L’unica cosa che mi spaventava era proprio l’idea del viaggiare continuamente, ogni giorno, in autobus, e per un percorso di 20 km sola andata pieno di curve e strettoie. Non ho mai sofferto di mal d’auto ma pensavo che alla lunga potesse risultare pesante se non addirittura pericoloso. Ero ancora un ragazzino timido e timoroso e mi preoccupava anche il distacco dal mio ambiente, chissà cosa avrei trovato in quel paese a me sconosciuto, se e quando mi sarei ambientato. Ma la decisione era stata presa e senza neanche pensarci troppo, non ho mai pensato minimamente di iscrivermi al liceo classico, in testa avevo sempre e solo avuto lo scientifico.
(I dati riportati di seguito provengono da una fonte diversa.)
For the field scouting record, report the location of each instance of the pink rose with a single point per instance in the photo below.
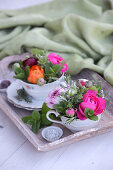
(64, 70)
(54, 58)
(70, 112)
(82, 83)
(93, 102)
(54, 97)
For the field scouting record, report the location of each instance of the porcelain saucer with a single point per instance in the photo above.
(12, 93)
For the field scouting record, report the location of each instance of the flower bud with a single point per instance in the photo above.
(72, 91)
(70, 112)
(16, 65)
(89, 84)
(41, 82)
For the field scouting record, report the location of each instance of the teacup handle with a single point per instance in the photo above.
(56, 114)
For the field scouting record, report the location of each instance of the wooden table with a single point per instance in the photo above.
(16, 153)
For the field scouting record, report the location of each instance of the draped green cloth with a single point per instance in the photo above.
(81, 31)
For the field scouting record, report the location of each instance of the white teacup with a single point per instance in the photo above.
(75, 125)
(40, 92)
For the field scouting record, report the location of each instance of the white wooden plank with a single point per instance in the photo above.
(10, 138)
(92, 154)
(27, 157)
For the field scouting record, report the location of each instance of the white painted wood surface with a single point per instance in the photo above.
(16, 153)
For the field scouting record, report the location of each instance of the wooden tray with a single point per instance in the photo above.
(15, 114)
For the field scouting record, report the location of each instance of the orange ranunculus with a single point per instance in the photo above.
(35, 73)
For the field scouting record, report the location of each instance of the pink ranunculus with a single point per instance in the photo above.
(83, 83)
(54, 58)
(31, 61)
(54, 97)
(64, 70)
(91, 101)
(70, 112)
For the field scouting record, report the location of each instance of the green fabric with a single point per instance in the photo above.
(81, 31)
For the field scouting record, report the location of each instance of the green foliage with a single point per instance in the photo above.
(90, 114)
(23, 95)
(51, 71)
(21, 73)
(38, 119)
(33, 120)
(44, 120)
(38, 52)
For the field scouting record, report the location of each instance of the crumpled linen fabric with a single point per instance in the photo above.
(81, 31)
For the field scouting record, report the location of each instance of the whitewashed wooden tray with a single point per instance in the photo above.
(15, 114)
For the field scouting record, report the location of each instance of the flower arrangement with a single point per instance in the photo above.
(40, 68)
(81, 100)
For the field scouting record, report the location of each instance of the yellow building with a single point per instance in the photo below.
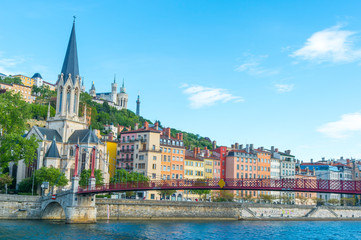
(208, 167)
(112, 152)
(27, 81)
(25, 91)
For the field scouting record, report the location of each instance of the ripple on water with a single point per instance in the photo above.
(11, 229)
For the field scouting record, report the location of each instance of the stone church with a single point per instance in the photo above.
(67, 129)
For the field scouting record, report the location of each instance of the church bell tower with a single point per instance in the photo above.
(68, 88)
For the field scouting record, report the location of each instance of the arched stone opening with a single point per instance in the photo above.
(53, 211)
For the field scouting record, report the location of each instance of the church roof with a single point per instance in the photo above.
(84, 136)
(50, 134)
(70, 64)
(53, 151)
(37, 75)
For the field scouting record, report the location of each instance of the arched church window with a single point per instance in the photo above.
(68, 93)
(75, 100)
(71, 152)
(60, 99)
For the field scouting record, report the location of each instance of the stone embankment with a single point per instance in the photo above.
(19, 207)
(114, 209)
(29, 207)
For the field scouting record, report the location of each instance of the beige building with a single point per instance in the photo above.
(25, 91)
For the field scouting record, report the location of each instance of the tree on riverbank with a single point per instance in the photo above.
(14, 113)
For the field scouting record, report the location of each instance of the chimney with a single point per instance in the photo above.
(195, 152)
(214, 143)
(167, 132)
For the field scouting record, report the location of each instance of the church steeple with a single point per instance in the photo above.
(70, 64)
(138, 105)
(69, 82)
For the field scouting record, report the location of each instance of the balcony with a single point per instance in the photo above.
(125, 159)
(126, 150)
(150, 150)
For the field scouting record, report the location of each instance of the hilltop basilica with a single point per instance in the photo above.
(66, 129)
(117, 100)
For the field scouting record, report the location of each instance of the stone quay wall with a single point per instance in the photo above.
(116, 209)
(29, 207)
(19, 207)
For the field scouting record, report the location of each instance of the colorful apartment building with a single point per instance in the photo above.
(24, 91)
(194, 165)
(112, 153)
(222, 151)
(27, 81)
(139, 151)
(173, 155)
(264, 163)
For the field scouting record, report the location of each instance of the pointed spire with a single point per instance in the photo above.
(48, 111)
(70, 65)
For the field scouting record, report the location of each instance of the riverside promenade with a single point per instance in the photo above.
(29, 207)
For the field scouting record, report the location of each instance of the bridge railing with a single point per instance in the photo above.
(301, 185)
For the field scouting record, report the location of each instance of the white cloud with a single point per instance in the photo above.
(253, 67)
(348, 124)
(331, 44)
(200, 96)
(282, 88)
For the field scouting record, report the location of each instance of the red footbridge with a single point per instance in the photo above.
(293, 185)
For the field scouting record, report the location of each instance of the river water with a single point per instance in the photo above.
(24, 229)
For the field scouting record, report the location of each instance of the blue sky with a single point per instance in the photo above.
(282, 73)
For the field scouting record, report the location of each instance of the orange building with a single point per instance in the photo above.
(25, 91)
(173, 155)
(263, 163)
(27, 81)
(305, 198)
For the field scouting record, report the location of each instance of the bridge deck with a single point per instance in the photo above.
(296, 185)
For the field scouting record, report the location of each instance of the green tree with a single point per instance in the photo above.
(334, 201)
(85, 175)
(5, 179)
(52, 175)
(122, 176)
(10, 80)
(201, 192)
(266, 198)
(25, 186)
(224, 196)
(14, 112)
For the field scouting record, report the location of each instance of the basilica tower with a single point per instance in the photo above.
(68, 88)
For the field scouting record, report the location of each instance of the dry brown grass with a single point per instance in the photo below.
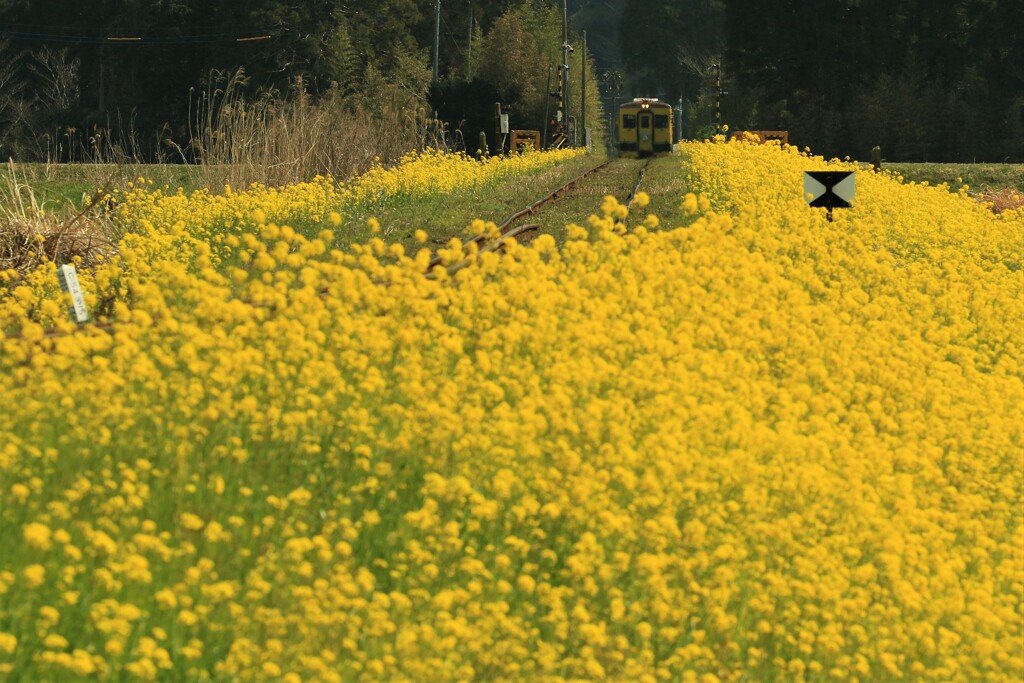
(274, 140)
(31, 236)
(1003, 200)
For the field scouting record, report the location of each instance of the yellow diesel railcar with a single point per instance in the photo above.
(644, 128)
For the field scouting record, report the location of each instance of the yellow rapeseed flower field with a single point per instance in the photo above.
(748, 444)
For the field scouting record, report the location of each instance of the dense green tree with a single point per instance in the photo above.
(925, 81)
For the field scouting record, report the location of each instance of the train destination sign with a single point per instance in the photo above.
(829, 189)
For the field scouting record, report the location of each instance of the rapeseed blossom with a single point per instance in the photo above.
(751, 444)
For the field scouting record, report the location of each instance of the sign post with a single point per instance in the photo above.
(69, 282)
(832, 189)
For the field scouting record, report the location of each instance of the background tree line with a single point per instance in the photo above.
(143, 74)
(926, 81)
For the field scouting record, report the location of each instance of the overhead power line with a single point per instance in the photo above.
(69, 38)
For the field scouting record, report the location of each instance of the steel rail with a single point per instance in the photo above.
(506, 233)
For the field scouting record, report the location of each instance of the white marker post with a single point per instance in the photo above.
(69, 282)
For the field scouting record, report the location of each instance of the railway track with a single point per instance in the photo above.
(507, 230)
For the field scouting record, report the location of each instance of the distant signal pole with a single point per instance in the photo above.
(437, 33)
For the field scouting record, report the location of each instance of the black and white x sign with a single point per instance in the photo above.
(829, 188)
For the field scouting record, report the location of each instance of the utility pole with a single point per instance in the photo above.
(583, 88)
(718, 96)
(547, 105)
(437, 33)
(679, 118)
(565, 59)
(469, 45)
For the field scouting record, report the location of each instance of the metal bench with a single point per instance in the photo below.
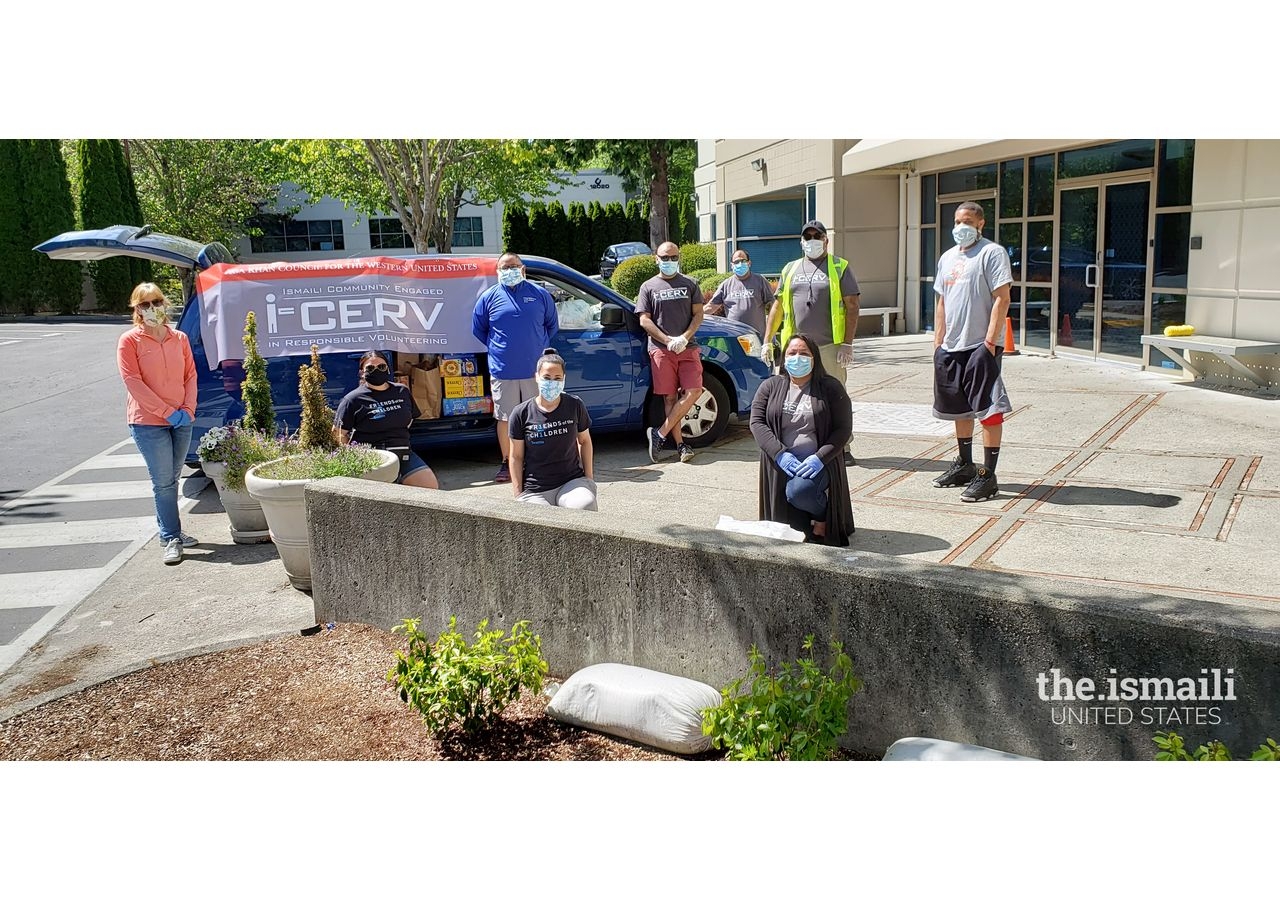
(882, 311)
(1228, 350)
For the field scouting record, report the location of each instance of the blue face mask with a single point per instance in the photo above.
(549, 388)
(799, 365)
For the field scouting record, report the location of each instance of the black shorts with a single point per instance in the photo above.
(967, 384)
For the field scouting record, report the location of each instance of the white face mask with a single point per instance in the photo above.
(964, 234)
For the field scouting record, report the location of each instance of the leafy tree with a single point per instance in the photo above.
(202, 190)
(103, 205)
(48, 210)
(423, 182)
(654, 167)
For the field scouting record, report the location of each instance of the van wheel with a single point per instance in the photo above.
(708, 419)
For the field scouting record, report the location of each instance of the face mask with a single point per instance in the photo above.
(549, 388)
(799, 365)
(964, 234)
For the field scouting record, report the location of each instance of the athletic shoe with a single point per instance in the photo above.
(173, 552)
(960, 473)
(657, 443)
(982, 488)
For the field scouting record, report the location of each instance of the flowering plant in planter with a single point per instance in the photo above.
(241, 448)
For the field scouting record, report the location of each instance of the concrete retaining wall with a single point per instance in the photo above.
(945, 652)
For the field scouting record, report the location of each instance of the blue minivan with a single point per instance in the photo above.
(604, 350)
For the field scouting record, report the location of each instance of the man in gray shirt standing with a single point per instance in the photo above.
(972, 288)
(743, 296)
(818, 296)
(670, 306)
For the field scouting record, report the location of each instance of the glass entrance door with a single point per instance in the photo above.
(1101, 284)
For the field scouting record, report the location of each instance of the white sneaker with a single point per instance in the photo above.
(173, 552)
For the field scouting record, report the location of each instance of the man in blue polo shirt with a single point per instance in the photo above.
(516, 321)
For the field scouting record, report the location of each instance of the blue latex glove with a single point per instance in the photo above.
(809, 467)
(787, 462)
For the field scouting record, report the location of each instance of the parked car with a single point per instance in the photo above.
(604, 350)
(616, 252)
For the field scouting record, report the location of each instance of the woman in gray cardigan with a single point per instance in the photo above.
(801, 421)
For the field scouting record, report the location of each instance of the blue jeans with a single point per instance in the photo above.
(164, 450)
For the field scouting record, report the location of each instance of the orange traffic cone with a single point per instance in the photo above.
(1010, 350)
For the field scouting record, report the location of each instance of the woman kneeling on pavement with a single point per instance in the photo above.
(551, 443)
(379, 412)
(801, 421)
(159, 377)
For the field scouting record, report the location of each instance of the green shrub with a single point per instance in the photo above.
(634, 272)
(800, 713)
(709, 283)
(255, 389)
(315, 432)
(694, 256)
(351, 461)
(453, 685)
(1171, 749)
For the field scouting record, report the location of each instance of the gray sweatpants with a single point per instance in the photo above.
(576, 494)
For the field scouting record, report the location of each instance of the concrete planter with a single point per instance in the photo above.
(287, 515)
(248, 522)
Nella vita capita quasi quotidianamente di dover fare delle scelte, importanti o meno. Spesso dopo anni ci si guarda indietro per tirare le somme  pensando a quello che sarebbe potuto essere, e molte volte ci si rammarica di aver preso la decisione sbagliata. Una delle poche certezze della mia vita è che quella volta feci la scelta giusta, e fino ad oggi, dopo tanto tempo dalla fine di quei miei cinque anni di studio, non mi sono mai pentito né ho mai messo in discussione neanche per un momento la felice decisione di essermi iscritto in quel liceo scientifico, in quella cittadina di collina  a cui sono ormai indissolubilmente legato. Un posto che sento  quasi come casa mia, pieno di affetti e ricordi. Un luogo che mi ha fatto crescere,  che mi ha aperto ad una nuova fase dell’adolescenza, che mi ha dato una nuova mentalità, nuove idee, sicuramente migliori di quelle che avrei potuto assorbire restando a casa. Ma soprattutto un posto che mi ha fatto conoscere persone davvero speciali e vivere momenti indimenticabili. Persone e momenti che vi racconterò in questa rubrica.